5

Here is my iOS OCR code for number recognition through Tesseract engine:

Tesseract* tesseract = [[Tesseract alloc] initWithDataPath:@"tessdata" language:@"eng"];

//set the tesseract variables
[tesseract setVariableValue:@"0123456789" forKey:@"tessedit_char_whitelist"];

NSString * temp = @"7";
[tesseract setVariableValue:temp forKey:@"tessedit_pageseg_mode"];

[tesseract setImage:argImage];
[tesseract recognize];
m_convertedText = [[tesseract recognizedText] copy];

Using above, I get some images recognized right. However sometimes I get 5 instead of 8, 6 instead of 5 and so on. My input images are quite perfect - pure black and white after binarizing.

Are there any other Tesseract options that I am missing to specify? I see there are 600+ options and very sparse documentation.
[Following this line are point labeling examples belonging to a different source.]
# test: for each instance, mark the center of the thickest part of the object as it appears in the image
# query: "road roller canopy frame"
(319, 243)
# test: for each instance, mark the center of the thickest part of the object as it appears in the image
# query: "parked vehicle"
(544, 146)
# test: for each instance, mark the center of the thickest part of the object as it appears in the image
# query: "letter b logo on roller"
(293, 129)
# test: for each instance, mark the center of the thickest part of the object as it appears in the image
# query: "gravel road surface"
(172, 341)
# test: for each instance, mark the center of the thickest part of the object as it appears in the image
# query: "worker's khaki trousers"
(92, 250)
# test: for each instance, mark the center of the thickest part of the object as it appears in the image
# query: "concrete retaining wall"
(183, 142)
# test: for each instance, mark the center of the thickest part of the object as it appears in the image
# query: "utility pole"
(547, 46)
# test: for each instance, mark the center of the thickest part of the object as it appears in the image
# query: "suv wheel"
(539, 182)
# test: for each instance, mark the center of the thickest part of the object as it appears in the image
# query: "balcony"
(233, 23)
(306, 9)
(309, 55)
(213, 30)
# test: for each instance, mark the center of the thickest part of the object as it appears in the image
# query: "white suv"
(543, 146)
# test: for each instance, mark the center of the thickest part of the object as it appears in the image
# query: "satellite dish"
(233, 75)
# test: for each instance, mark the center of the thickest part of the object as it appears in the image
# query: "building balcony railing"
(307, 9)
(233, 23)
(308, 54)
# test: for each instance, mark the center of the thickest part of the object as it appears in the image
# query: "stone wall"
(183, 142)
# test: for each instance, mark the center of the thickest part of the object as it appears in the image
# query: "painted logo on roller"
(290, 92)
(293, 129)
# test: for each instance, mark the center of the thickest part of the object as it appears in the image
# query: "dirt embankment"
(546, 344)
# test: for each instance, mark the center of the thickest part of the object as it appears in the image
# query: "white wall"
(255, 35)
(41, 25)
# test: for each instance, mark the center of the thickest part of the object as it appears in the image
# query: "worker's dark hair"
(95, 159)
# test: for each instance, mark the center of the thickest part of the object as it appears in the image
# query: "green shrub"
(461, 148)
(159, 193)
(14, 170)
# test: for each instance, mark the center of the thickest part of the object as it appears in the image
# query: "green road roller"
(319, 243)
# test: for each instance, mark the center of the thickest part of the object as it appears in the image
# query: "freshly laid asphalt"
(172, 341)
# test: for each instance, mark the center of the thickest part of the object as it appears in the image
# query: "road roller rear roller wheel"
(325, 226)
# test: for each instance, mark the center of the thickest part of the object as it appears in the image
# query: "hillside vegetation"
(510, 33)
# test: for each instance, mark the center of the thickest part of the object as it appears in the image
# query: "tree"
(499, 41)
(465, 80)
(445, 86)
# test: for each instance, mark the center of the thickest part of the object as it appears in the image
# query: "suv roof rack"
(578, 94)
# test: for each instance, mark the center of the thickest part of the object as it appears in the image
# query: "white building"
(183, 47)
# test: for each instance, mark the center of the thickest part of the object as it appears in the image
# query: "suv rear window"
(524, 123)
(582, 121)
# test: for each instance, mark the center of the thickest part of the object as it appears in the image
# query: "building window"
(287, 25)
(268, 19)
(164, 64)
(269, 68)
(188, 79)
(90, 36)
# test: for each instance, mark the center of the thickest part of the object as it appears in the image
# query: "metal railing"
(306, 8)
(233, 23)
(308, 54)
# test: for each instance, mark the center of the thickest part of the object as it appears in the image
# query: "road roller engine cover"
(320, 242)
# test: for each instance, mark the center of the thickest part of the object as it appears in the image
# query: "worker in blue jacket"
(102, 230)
Best I could find was this website which lists all options but not yet very clear for an OCR beginner.

If someone has achieved 100% accuracy with numbers OCR using tesseract it will be really helpful.

Nirav Bhatt
  • 6,940
  • 5
  • 45
  • 89
  • What I found is, result differs between iOS simulator and device. Device being less perfect. Any clues, anyone? – Nirav Bhatt Sep 17 '13 at 16:30
  • You need to go through training process, have you done that? http://www.resolveradiologic.com/blog/2013/01/15/training-tesseract/ – valentt Nov 01 '13 at 21:40

0 Answers0